Slowly recovering its industrial base, Jinja retains a sub-continental feel with many low slung buildings constructed 40-70 years ago in (what I think is) Rajasthani style, with the names of the Indian families who owned the buidings still carved into their fascades. The roads are broad (for Uganda) and the city has decently kept sidewalks making driving slightly more relaxing than in Kampala. Jinja is on Lake Victoria and a few hotels have popped up along with a marina or two. Housing outside the small downtown area is a mixture of crumbling British colonial and what appears to be a Ugandan/Indian art deco fusion -- vaguely like South Beach in Miami before its 1990s restoration (OK, very, very vaguely). Jinja also hosts Uganda's largest textile facility, its largest brewery, and several fish processing plants -- the reasons for my visit.

Right outside of town is the Source of the Nile, where the river pours out of Lake Victoria to begin its many thousand mile journey to the Mediterranean. There's a small park and you can rent a boat to go out to the very spot where the Nile begins. A little upstream are the Bujagali falls, where Liz whitewater rafted in October. For the equivalent of 25 cents, local youths will swim the rapids buoyed only by a plastic jug. Between the source of the Nile and the Falls is the Owens Falls dam, which provides most of Uganda's (occasionally intermittent) electric supply. A few kilometers downstream is a pleasant hotel, Jinja Nile Resort, where you can eat fresh fish and relax by the pool while watching the river glide by and a troop of monkeys scamper about in the trees. At night, the stars are clear and bright and you wake up to look out at local men boarding their fishing canoes and local women washing clothes.

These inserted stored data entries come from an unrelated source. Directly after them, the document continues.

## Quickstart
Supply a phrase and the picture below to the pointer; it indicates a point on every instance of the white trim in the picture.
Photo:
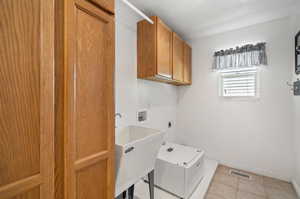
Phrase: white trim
(296, 187)
(135, 9)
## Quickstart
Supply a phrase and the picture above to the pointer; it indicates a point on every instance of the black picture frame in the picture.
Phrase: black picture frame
(297, 53)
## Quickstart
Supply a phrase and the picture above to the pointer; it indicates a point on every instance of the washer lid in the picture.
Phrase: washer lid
(178, 154)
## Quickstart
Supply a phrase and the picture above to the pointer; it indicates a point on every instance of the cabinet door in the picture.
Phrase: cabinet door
(89, 102)
(105, 4)
(187, 72)
(164, 50)
(178, 50)
(26, 99)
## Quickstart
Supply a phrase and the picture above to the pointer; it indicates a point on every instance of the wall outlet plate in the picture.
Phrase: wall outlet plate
(297, 88)
(142, 116)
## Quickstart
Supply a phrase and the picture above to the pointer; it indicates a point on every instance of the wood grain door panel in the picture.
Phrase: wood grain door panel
(178, 50)
(164, 50)
(26, 99)
(90, 102)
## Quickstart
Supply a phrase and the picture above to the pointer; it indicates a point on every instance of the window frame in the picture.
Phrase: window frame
(236, 73)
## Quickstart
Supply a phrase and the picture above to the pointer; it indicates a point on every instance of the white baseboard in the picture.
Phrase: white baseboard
(296, 187)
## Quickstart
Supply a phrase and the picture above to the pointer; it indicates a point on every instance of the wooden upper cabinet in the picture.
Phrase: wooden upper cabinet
(178, 58)
(164, 50)
(160, 53)
(107, 5)
(27, 99)
(187, 64)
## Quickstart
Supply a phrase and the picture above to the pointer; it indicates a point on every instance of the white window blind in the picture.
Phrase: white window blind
(239, 84)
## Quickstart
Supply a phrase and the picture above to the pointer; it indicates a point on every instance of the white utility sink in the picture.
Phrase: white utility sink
(136, 152)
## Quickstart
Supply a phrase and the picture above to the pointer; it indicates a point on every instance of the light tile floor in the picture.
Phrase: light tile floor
(229, 186)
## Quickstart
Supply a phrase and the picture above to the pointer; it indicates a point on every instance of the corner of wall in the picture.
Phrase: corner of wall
(296, 187)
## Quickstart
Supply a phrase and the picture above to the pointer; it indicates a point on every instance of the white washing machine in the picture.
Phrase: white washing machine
(179, 169)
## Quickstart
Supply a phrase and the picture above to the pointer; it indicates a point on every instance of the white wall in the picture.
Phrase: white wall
(132, 94)
(295, 27)
(254, 135)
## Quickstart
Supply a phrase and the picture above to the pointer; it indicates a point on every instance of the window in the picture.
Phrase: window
(241, 83)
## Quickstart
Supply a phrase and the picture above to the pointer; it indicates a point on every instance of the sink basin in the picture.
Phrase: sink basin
(136, 152)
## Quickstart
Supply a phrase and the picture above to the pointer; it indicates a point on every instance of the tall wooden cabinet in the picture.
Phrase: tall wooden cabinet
(162, 55)
(57, 99)
(85, 164)
(27, 99)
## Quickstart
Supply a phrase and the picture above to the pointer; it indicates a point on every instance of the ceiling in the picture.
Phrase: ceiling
(196, 18)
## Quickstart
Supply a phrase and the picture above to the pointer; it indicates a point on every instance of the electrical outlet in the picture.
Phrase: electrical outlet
(297, 87)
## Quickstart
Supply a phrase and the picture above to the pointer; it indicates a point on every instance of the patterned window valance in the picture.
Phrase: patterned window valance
(241, 57)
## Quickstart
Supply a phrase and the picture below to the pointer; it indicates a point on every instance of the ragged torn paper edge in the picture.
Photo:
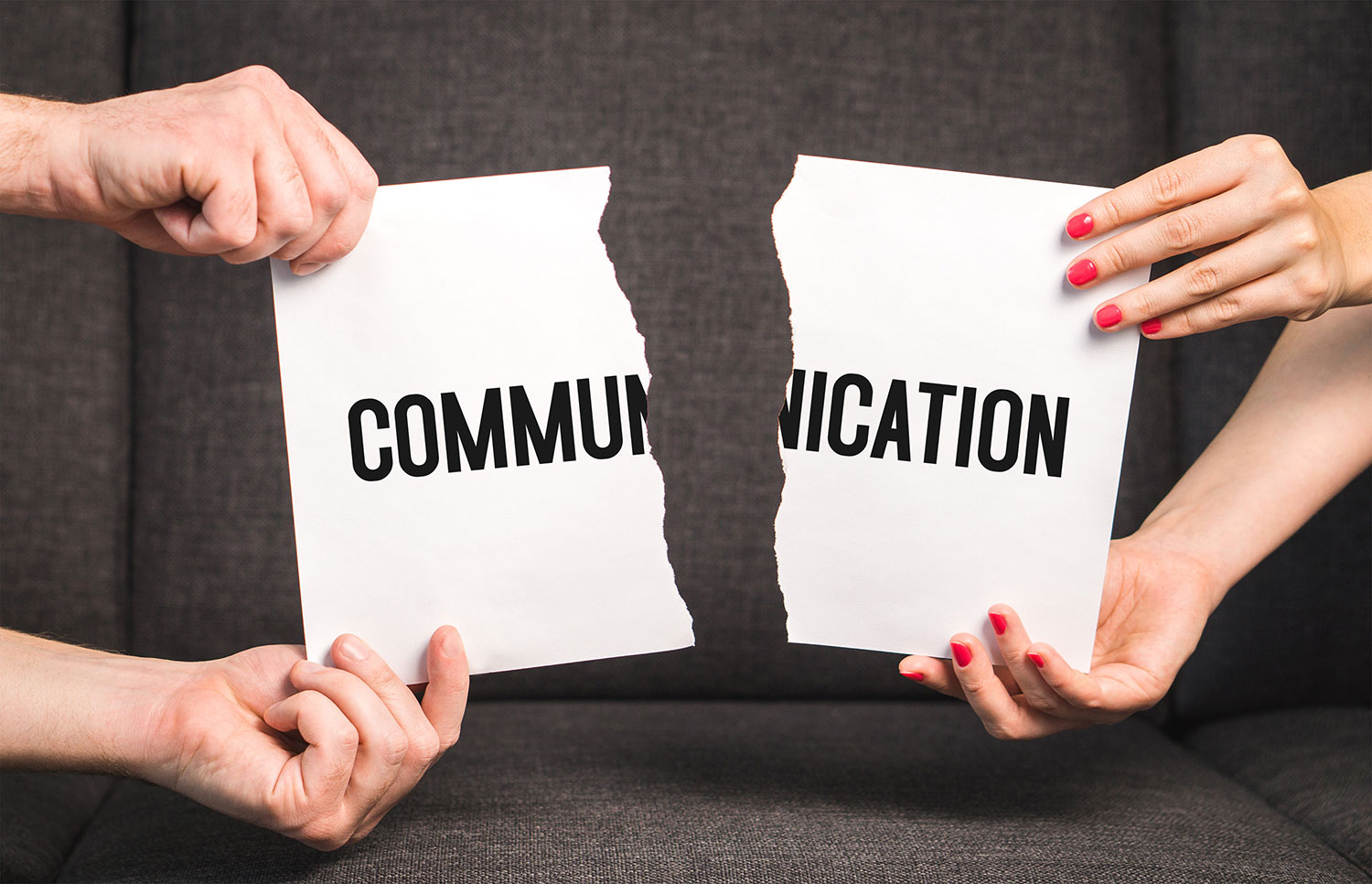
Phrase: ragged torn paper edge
(836, 203)
(379, 247)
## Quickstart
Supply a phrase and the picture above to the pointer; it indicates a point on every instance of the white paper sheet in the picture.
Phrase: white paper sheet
(460, 287)
(941, 277)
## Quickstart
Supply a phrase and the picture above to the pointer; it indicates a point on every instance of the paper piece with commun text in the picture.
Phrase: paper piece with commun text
(466, 417)
(954, 426)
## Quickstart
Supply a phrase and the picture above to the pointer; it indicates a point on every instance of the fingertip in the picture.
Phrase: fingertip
(1108, 318)
(913, 667)
(1080, 225)
(1040, 655)
(962, 647)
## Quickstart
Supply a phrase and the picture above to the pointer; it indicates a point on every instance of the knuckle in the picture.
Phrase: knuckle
(1305, 238)
(1262, 147)
(427, 749)
(395, 747)
(1180, 231)
(1313, 285)
(1201, 282)
(263, 76)
(1184, 323)
(1094, 703)
(1166, 186)
(250, 99)
(348, 738)
(1227, 309)
(1287, 199)
(329, 195)
(999, 730)
(1111, 211)
(327, 250)
(326, 835)
(1114, 255)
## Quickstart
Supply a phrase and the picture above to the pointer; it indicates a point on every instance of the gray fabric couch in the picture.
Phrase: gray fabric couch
(145, 501)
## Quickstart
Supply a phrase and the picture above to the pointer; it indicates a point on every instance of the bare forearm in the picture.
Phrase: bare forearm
(1301, 434)
(27, 132)
(74, 708)
(1349, 203)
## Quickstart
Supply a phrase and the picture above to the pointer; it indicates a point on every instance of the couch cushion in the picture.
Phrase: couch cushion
(1300, 71)
(41, 815)
(756, 791)
(1314, 765)
(699, 109)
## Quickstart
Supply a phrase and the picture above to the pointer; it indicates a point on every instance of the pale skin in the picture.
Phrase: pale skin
(243, 167)
(1270, 247)
(318, 754)
(239, 167)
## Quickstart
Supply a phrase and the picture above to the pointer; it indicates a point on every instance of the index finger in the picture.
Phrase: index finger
(1179, 183)
(445, 699)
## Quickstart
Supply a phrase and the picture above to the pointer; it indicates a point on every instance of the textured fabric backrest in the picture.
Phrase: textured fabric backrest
(65, 354)
(65, 386)
(1295, 631)
(700, 110)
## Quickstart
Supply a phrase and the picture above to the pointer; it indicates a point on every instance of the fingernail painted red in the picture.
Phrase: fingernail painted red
(1109, 316)
(1080, 225)
(1081, 272)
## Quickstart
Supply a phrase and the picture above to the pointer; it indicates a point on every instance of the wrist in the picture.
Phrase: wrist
(1345, 205)
(82, 710)
(1174, 530)
(40, 169)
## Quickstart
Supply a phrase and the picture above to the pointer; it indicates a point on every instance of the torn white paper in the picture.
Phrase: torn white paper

Work has been quite busy for both of us. Liz's job will take her all around the country visiting projects and has two trips to western Uganda scheduled for the next few weeks. Last month, she attended a conference in Rakai designed to prevent domestic violence. Last week, she traveled to the far west with the Ambassador and goes to Hoima, three hours northwest of Kampala later this week. She's taking lots of pictures and I'm trying to get her to write her own reports. I've been swamped with visitors. Surprising I guess considering this is Uganda, not Thailand, but Uganda is perceived (with some justification) as an African success story and US agencies love to come see us. In a four week span, we had ExIm, OPIC, the African Development Foundation, and the US Trade and Development Agency. This month, we've got the FAA, Treasury and State Department biotech negotiators. Next month, USTR and Department of Agriculture. I've got a few interesting projects, including lobbying the Ugandan government to modify its proposed standards for the importation of used clothing and working with a local brewery and the Government of Uganda to build a wastewater treatment plant. Before we headed to Thailand, I helped organize the East African franchise seminar, which brought 200 potential franchisees from all over the region to Kampala to learn about opening US franchises. Liz has visions of Starbucks dancing through her head, I'd settle for a Kinkos. For my efforts, I managed to get my photo on the front page of the East African Procurement News. Not quite the Financial Times, but it's a start. This week another local paper, the New Vision, carried a photo of me which described me as an American "financier." Not sure about that.